Table of Contents
Fetching ...

Masked Autoencoders are Efficient Continual Federated Learners

Subarnaduti Paul, Lars-Joel Frey, Roshni Kamath, Kristian Kersting, Martin Mundt

TL;DR

The paper addresses unsupervised continual learning in a federated setting where client data drift and task changes occur over time. It proposes CONFEDMADE, a framework that combines masked autoencoders with FedWeIT-style parameter decomposition to enable selective, memory-efficient knowledge transfer across clients. Empirical results on image and binary datasets show reduced forgetting and substantial communication savings, with attention analyses illustrating when shared knowledge aids client learning. This approach advances practical distributed representation learning under non-stationary, privacy-preserving constraints and points toward scalable extensions to transformer-based architectures for multi-modal data.

Abstract

Machine learning is typically framed from a perspective of i.i.d., and more importantly, isolated data. In parts, federated learning lifts this assumption, as it sets out to solve the real-world challenge of collaboratively learning a shared model from data distributed across clients. However, motivated primarily by privacy and computational constraints, the fact that data may change, distributions drift, or even tasks advance individually on clients, is seldom taken into account. The field of continual learning addresses this separate challenge and first steps have recently been taken to leverage synergies in distributed supervised settings, in which several clients learn to solve changing classification tasks over time without forgetting previously seen ones. Motivated by these prior works, we posit that such federated continual learning should be grounded in unsupervised learning of representations that are shared across clients; in the loose spirit of how humans can indirectly leverage others' experience without exposure to a specific task. For this purpose, we demonstrate that masked autoencoders for distribution estimation are particularly amenable to this setup. Specifically, their masking strategy can be seamlessly integrated with task attention mechanisms to enable selective knowledge transfer between clients. We empirically corroborate the latter statement through several continual federated scenarios on both image and binary datasets.

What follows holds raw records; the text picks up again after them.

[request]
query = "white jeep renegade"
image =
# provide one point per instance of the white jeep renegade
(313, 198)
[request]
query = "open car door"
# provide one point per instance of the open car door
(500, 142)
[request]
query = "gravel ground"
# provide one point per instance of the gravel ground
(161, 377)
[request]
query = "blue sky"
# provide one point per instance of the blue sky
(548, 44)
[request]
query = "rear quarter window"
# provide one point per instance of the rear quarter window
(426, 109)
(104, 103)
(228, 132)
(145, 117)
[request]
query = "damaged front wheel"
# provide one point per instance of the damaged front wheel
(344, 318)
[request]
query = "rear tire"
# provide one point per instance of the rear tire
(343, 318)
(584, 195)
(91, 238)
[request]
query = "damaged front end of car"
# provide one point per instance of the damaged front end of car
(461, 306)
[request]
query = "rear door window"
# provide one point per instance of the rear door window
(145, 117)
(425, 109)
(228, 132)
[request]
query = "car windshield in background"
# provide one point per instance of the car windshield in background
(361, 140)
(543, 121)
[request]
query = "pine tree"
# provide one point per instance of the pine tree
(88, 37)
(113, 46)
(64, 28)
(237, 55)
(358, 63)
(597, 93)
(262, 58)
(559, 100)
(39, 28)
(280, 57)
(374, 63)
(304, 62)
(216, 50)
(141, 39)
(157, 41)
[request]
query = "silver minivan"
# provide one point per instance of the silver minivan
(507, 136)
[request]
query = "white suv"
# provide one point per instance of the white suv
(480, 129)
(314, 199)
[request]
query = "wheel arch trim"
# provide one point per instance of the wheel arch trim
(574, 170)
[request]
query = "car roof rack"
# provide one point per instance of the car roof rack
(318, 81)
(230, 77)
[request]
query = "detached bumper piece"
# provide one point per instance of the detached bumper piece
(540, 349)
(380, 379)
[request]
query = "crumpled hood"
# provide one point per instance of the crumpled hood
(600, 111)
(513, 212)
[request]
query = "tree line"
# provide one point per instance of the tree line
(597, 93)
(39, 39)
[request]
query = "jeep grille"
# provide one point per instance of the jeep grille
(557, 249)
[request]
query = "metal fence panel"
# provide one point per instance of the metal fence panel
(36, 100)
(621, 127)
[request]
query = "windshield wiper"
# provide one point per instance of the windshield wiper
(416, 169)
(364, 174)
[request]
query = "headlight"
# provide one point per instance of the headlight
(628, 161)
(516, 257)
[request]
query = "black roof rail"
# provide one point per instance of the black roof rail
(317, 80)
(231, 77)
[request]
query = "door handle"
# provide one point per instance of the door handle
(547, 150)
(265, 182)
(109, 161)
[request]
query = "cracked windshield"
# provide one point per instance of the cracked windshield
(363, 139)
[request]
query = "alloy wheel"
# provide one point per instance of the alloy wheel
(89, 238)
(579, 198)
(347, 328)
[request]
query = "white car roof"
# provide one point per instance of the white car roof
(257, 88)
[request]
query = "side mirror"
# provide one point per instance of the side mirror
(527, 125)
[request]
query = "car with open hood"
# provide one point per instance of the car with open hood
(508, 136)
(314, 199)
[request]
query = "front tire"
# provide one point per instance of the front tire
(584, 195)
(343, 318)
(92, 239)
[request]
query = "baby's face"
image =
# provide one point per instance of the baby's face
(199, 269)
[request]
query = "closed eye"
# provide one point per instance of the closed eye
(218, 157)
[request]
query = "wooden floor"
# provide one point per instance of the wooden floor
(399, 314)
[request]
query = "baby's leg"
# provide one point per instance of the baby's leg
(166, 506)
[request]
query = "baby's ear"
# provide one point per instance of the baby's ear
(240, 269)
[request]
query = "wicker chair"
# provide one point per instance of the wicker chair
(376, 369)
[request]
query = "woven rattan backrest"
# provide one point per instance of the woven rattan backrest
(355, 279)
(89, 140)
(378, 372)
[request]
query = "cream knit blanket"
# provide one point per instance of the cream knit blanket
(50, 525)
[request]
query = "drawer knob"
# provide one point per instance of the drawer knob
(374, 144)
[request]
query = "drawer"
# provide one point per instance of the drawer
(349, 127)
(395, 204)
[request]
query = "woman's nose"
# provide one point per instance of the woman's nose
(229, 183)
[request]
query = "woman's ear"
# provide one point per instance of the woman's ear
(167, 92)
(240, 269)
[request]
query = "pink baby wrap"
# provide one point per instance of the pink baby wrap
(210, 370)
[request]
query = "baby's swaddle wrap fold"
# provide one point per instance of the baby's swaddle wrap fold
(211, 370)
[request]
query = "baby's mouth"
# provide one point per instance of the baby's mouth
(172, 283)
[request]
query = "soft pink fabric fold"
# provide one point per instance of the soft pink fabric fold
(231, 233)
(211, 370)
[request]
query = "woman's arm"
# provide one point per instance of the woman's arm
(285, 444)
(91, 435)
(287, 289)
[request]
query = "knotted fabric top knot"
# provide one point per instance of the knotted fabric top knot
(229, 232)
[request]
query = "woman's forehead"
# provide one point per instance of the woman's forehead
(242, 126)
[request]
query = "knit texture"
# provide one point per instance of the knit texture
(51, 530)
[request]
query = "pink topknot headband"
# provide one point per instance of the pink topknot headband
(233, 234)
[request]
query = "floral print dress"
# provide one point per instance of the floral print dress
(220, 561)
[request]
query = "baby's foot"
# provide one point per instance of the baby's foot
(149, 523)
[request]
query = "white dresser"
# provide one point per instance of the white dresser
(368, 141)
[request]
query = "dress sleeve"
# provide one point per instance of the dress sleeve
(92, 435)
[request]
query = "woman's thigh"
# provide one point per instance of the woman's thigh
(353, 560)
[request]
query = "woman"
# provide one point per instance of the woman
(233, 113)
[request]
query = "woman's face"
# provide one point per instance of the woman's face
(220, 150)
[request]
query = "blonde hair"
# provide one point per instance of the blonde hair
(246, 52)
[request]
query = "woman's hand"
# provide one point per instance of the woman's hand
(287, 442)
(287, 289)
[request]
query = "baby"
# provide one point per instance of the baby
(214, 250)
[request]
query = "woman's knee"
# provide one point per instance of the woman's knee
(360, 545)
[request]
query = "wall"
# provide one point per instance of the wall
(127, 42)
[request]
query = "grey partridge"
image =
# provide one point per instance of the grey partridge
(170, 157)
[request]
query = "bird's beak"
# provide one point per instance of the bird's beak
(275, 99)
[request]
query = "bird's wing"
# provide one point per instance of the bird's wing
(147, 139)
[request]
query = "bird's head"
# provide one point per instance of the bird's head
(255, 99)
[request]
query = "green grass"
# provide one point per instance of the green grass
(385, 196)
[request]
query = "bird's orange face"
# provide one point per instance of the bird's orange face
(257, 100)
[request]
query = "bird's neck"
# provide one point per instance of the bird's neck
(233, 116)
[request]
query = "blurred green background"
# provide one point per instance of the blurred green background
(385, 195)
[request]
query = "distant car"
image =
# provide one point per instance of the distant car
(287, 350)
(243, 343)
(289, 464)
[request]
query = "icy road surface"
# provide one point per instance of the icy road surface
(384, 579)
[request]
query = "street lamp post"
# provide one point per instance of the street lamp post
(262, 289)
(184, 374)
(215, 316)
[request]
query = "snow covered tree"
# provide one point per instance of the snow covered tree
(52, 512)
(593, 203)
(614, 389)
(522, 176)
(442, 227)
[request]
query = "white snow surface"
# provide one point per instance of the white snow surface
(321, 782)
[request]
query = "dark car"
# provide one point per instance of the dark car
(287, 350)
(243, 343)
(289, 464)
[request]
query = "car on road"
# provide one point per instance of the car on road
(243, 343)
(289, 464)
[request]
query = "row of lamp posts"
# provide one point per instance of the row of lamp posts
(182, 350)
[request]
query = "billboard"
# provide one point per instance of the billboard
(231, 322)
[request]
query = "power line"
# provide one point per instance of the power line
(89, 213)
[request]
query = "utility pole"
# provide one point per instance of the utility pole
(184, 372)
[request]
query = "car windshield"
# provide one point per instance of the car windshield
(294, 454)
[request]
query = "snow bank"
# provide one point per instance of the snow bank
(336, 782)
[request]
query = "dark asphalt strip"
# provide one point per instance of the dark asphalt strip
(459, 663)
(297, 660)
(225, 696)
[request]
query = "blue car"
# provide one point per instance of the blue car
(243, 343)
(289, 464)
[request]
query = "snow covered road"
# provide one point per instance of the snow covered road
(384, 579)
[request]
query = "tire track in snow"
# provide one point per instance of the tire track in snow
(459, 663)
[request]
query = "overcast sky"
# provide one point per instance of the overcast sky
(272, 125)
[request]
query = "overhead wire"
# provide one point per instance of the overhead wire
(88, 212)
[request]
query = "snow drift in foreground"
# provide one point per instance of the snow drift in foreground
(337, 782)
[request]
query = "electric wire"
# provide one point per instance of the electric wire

Masked Autoencoders are Efficient Continual Federated Learners

TL;DR

The paper addresses unsupervised continual learning in a federated setting where client data drift and task changes occur over time. It proposes CONFEDMADE, a framework that combines masked autoencoders with FedWeIT-style parameter decomposition to enable selective, memory-efficient knowledge transfer across clients. Empirical results on image and binary datasets show reduced forgetting and substantial communication savings, with attention analyses illustrating when shared knowledge aids client learning. This approach advances practical distributed representation learning under non-stationary, privacy-preserving constraints and points toward scalable extensions to transformer-based architectures for multi-modal data.

Abstract

Machine learning is typically framed from a perspective of i.i.d., and more importantly, isolated data. In parts, federated learning lifts this assumption, as it sets out to solve the real-world challenge of collaboratively learning a shared model from data distributed across clients. However, motivated primarily by privacy and computational constraints, the fact that data may change, distributions drift, or even tasks advance individually on clients, is seldom taken into account. The field of continual learning addresses this separate challenge and first steps have recently been taken to leverage synergies in distributed supervised settings, in which several clients learn to solve changing classification tasks over time without forgetting previously seen ones. Motivated by these prior works, we posit that such federated continual learning should be grounded in unsupervised learning of representations that are shared across clients; in the loose spirit of how humans can indirectly leverage others' experience without exposure to a specific task. For this purpose, we demonstrate that masked autoencoders for distribution estimation are particularly amenable to this setup. Specifically, their masking strategy can be seamlessly integrated with task attention mechanisms to enable selective knowledge transfer between clients. We empirically corroborate the latter statement through several continual federated scenarios on both image and binary datasets.
Paper Structure (17 sections, 7 equations, 5 figures, 5 tables, 1 algorithm)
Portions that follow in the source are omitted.